YVAN GOLL
Electric
Auf die Leiter des Eiffelturms steigt der Blaue Maschinist
Den Mond
Schutzmarke des Parfüms
Und der Friseure Schild herabzuhängen –
Aber die Welt strahlt weiter
Kupferne Ströme rauschen die Berge herab
Rhone
Montblanc
Mars
Elektrische Wellen fliessen durch blonde Nacht
Disken über uns
Das Lachen der Bahnhöfe
Das Perlenhalsband der Boulevards
Und still an eine Parklinde gelehnt
Mademoiselle Nature
Meine Braut
1919
aus: Yvan Goll: Die Lyrik. 4 Bände. Hrsg. v. B. Glauert-Hesse. Wallstein Verlag, Göttingen 1996
Als einer der ersten Lyriker der expressionistischen Generation forderte Yvan Goll (1891–1950) den „Überrealismus“, den er 1924 in Frankreich dann als „Surrealismus“ lancierte.

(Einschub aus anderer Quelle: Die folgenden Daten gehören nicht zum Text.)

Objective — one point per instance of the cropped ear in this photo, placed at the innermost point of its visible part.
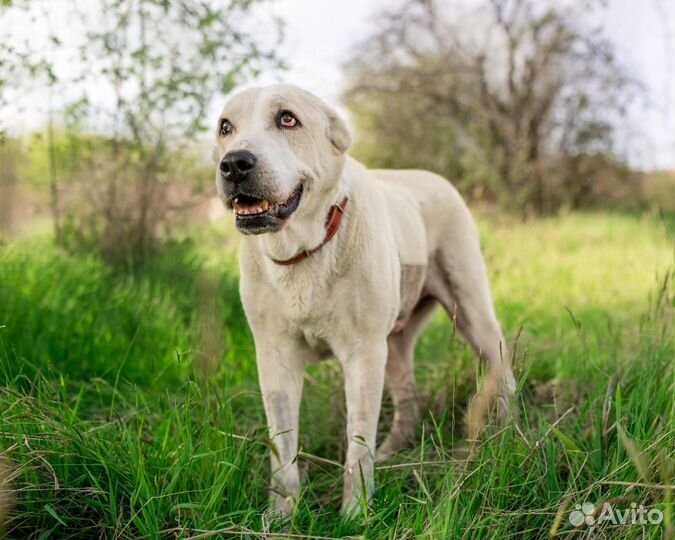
(338, 134)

Ein Glanzstück dieser neuen surrealistischen Imagination ist das 1919 erstmals in der Zeitschrift Der Sturm publizierte Gedicht „Electric“ – ein Hymnus auf das neue Zeitalter der Elektrizität und auf die Symbole des Industriezeitalters.
Die Schönheit der reinen Natur und die industriell generierten Faszinationen – Bahnhöfe, Boulevards, elektrische Wellen – fließen hier ineinander: Das Leuchten der Metropole gleicht dem Selbstdarstellungsritual einer schönen Frau. So präsentiert Goll seinen schrillen Hymnus auf die Großstadt als Liebesbekenntnis an die erhabene Natur wie auch an das Strahlen einer neuen Braut – der nächtlichen Großstadt: „Mademoiselle Nature / Meine Braut“.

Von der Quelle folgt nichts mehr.